Paul Nebrasky knows a few things about hard knocks. The big reason there’s even been a Nebrasky Plumbing, Heating Cooling, Monroe, New York, since 1988 is because he took over a broken down business run by his stepfather.
For the record, Nebrasky was a plumber working elsewhere. But the day Nebrasky decided to go into business for himself was the day his stepfather, a talented plumber who wasn’t as talented at running the business end of a business, called Paul and told him he and Nebrasky’s mother were calling it quits and heading to Florida.
Since then, Nebrasky has grown the business to a staff of 30, including highly trained technicians and office administrators, and provided services to residents in Orange, Dutchess and Rockland counties. Over the years, the business has also added HVAC, whole house generators and home energy assessments to its service lines and been recognized for its innovation.
“The key to success is all about communication and customer service,” Nebrasky says. “Treating our customers the way we want to be treated is a practice I’ve instilled in our staff since the beginning. It’s important to understand that when a customer asks about our services, they are in need. From the compassion exhibited by our employees answering the phone to the service provided by our technicians, we do our best to ensure our customers’ needs are met and their experience is unparalleled.”

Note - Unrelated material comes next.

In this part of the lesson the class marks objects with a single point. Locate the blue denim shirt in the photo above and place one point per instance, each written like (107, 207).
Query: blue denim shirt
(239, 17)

One of those techs was a guy named David White.
“I met David when he was in his late-20s,” Nebrasky says. “He’d had his share of challenges up to that point, but he turned into one my most productive employees.”
White died in an accident when he was only in his early-30s. In his honor, Paul and his wife, Ilene, set up the Nebrasky Foundation last spring to annually award funds for education training and assistance for Hudson Valley students who may not fit the traditional four-year college model.
“David exemplified the type of individual the foundation aims to help,” Paul explains. “He had on-the-job training to teach him the skills that a program would have provided so that he could have advanced even quicker in his career here. He will be greatly missed and will forever serve as a model for those who this program will embrace to help and guide.”
The foundation recently awarded its first $1,000 scholarships to Michael Babcock and Logan Cossack of Sullivan County.
Babcock and Cossack, graduates of Tri-Valley High School, are planning career paths in electrical construction and will begin higher education in the fall. Both students received glowing letters of recommendation, were very active in their school and community and will use the funds to offset some costs of schooling.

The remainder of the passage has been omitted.